Sin embargo, si no te comprenden, porque buscas la verdad por encima de todo, no gustarás a casi nadie pero la vida se hará, sin duda, más divertida y atrayente. Holmes y House están solos pero no se aburren. Nunca.

miércoles, 31 de octubre de 2012

El sueño de la razón produce monstruos


El 15 % de la población mundial se acuesta con hambre y el 20 % se levanta con sobrepeso

El almuerzo con una buena conversación siempre dignifica el hecho de comer sin que esto suponga afirmar que el hecho de comer, por sí mismo, tenga que ser malo de manera necesaria.
 
En ocasiones, como ha ocurrido hoy, la comida se convierte en uno de esos momentos; momentos nobles en los que aprendes y escuchas con atención comentarios y datos como el referido al inicio de este post.
 
Es mayor el número de personas con sobrepeso que los que pasan hambre. Los dos datos por separado son, de por sí, aterradores. Unidos, hacen tangible el famoso Capricho número 43 de Goya; aquel que nos dice que el sueño de la razón produce monstruos.
 
 
 
925 millones de personas sufren hambre crónica en el mundo, según datos de la FAO. 1500 millones personas sufren sobrepeso, según datos del Informe Nacional de Desastres elaborado, anualmente, por la Cruz Roja.
 
Son datos que me producen perplejidad. Mucho más cuando uno experimenta que no sabe qué podría hacer para paliarlos de alguna manera.

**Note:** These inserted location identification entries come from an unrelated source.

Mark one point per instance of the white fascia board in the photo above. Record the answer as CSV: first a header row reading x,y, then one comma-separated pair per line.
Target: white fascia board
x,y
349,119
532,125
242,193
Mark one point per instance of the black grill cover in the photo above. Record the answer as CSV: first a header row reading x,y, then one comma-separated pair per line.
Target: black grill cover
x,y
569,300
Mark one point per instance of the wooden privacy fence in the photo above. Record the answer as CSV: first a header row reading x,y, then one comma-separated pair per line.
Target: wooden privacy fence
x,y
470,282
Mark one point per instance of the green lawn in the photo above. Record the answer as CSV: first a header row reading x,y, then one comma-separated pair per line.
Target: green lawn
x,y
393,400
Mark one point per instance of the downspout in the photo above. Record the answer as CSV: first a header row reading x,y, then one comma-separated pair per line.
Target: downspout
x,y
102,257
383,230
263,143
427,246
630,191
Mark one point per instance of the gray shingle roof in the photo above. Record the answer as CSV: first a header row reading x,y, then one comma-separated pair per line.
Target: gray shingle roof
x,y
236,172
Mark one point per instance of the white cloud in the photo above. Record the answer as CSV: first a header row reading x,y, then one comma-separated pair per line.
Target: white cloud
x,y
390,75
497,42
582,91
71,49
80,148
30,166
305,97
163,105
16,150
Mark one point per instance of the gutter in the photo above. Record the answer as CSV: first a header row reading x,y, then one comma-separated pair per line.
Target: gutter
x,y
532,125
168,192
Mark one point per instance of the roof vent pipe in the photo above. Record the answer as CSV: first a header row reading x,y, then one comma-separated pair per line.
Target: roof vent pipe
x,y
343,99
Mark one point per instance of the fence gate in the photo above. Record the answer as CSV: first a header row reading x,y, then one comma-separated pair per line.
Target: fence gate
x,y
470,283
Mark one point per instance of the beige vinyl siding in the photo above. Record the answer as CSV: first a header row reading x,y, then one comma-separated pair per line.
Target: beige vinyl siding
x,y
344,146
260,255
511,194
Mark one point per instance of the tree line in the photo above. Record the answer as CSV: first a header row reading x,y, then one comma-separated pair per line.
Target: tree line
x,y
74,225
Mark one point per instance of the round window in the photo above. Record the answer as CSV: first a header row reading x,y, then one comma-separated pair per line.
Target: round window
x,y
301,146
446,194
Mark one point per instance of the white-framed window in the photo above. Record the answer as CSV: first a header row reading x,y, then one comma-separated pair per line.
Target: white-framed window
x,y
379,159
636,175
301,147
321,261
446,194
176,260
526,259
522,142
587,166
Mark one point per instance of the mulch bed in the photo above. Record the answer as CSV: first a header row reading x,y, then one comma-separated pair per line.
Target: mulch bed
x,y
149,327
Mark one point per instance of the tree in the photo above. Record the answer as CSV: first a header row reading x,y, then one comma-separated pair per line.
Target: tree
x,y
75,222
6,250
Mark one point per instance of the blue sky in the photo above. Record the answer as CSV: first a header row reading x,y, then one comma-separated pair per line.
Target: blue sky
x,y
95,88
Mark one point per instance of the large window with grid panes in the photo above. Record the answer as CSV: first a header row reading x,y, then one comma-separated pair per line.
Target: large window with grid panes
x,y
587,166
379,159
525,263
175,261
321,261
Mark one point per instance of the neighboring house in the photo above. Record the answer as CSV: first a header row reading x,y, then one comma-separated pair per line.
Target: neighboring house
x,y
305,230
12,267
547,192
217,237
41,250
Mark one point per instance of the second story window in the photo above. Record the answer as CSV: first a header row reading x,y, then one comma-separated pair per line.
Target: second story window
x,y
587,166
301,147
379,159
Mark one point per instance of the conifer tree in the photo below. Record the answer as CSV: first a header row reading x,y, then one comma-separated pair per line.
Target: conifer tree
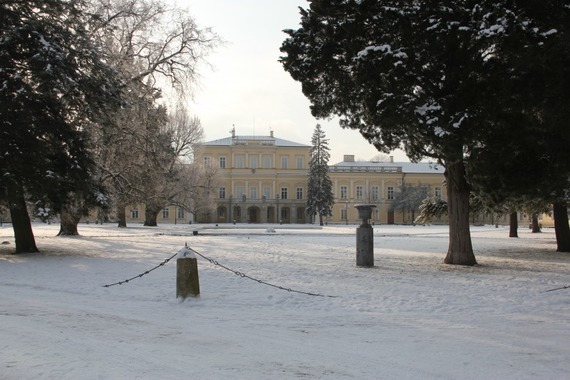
x,y
320,198
55,85
436,78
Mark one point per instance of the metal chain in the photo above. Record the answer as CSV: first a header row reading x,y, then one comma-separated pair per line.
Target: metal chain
x,y
560,288
142,274
243,275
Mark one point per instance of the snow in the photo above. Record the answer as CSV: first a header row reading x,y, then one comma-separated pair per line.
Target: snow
x,y
409,317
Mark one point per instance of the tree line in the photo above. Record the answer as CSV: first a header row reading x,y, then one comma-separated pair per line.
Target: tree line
x,y
480,87
84,122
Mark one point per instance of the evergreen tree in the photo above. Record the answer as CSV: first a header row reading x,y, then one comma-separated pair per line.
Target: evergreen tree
x,y
426,75
54,85
320,198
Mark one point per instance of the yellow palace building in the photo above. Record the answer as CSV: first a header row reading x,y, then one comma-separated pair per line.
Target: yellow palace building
x,y
263,179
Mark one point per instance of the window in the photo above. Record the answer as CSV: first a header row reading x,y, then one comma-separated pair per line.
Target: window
x,y
437,192
390,193
375,193
253,193
240,161
300,213
266,161
343,192
359,192
253,162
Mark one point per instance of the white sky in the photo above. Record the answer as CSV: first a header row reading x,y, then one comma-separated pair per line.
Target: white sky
x,y
249,88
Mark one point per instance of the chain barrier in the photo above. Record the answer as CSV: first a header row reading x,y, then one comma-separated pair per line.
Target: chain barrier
x,y
238,273
142,274
560,288
243,275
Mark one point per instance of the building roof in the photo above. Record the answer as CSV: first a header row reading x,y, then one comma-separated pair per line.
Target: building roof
x,y
387,167
259,140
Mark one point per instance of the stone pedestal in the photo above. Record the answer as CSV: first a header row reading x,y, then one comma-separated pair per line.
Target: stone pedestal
x,y
365,237
187,282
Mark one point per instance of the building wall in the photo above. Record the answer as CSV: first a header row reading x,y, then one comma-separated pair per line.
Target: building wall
x,y
259,181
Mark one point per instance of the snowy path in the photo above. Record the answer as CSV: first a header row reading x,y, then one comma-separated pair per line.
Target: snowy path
x,y
410,317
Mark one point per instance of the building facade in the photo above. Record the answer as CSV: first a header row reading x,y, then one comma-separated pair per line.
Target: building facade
x,y
263,179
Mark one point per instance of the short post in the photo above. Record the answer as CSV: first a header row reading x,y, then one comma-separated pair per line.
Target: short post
x,y
187,282
365,237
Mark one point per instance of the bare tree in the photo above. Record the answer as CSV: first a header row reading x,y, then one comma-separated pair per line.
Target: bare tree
x,y
152,46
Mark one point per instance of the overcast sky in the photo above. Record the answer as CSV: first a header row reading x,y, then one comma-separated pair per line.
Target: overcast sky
x,y
248,87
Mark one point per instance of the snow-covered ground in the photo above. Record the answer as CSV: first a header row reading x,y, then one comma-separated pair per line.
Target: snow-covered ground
x,y
410,317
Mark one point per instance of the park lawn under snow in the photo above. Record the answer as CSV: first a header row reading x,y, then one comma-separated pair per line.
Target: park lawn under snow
x,y
409,317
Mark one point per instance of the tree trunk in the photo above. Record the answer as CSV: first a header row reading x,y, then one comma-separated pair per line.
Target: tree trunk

Por eso, quisiera, al menos, dirigir la reflexión de este Post hacia lo que me parece crucial en este tipo de situaciones extremas.
 
Esta sociedad llamada de manera pomposa postmoderna o líquida –o cualquier otro término ridículamente pomposo que se le quiera designar- es más bien una sociedad que ha olvidado el necesario término medio que hace posible que una sociedad se reconozca así misma para poder calificarse de digna.
 
Aristóteles afirmaba que tan peligrosa es ante un desastre –por ejemplo, un incendio- la actitud de un temeroso que huye del peligro y no hace nada para socorrer a las posibles víctimas como la del temerario, es decir, la persona que se lanza sin pensarlo a socorrer a las víctimas. Ninguna de las dos posturas arreglará nada.
 
Esto no supone que no haya que ser radical para erradicar los males señalados. Significa más bien lo contrario. Porque en la pobreza de unos está el despilfarro de otros al igual que entre el temerario y el temeroso está el prudente.
 
Aristóteles llamaba al hombre virtuoso, hombre justo. Cultivarla justicia a pequeña escala y a gran escala es la única solución posible para estas situaciones lamentables. Cuando la justicia desaparece, la razón produce monstruos perdurables.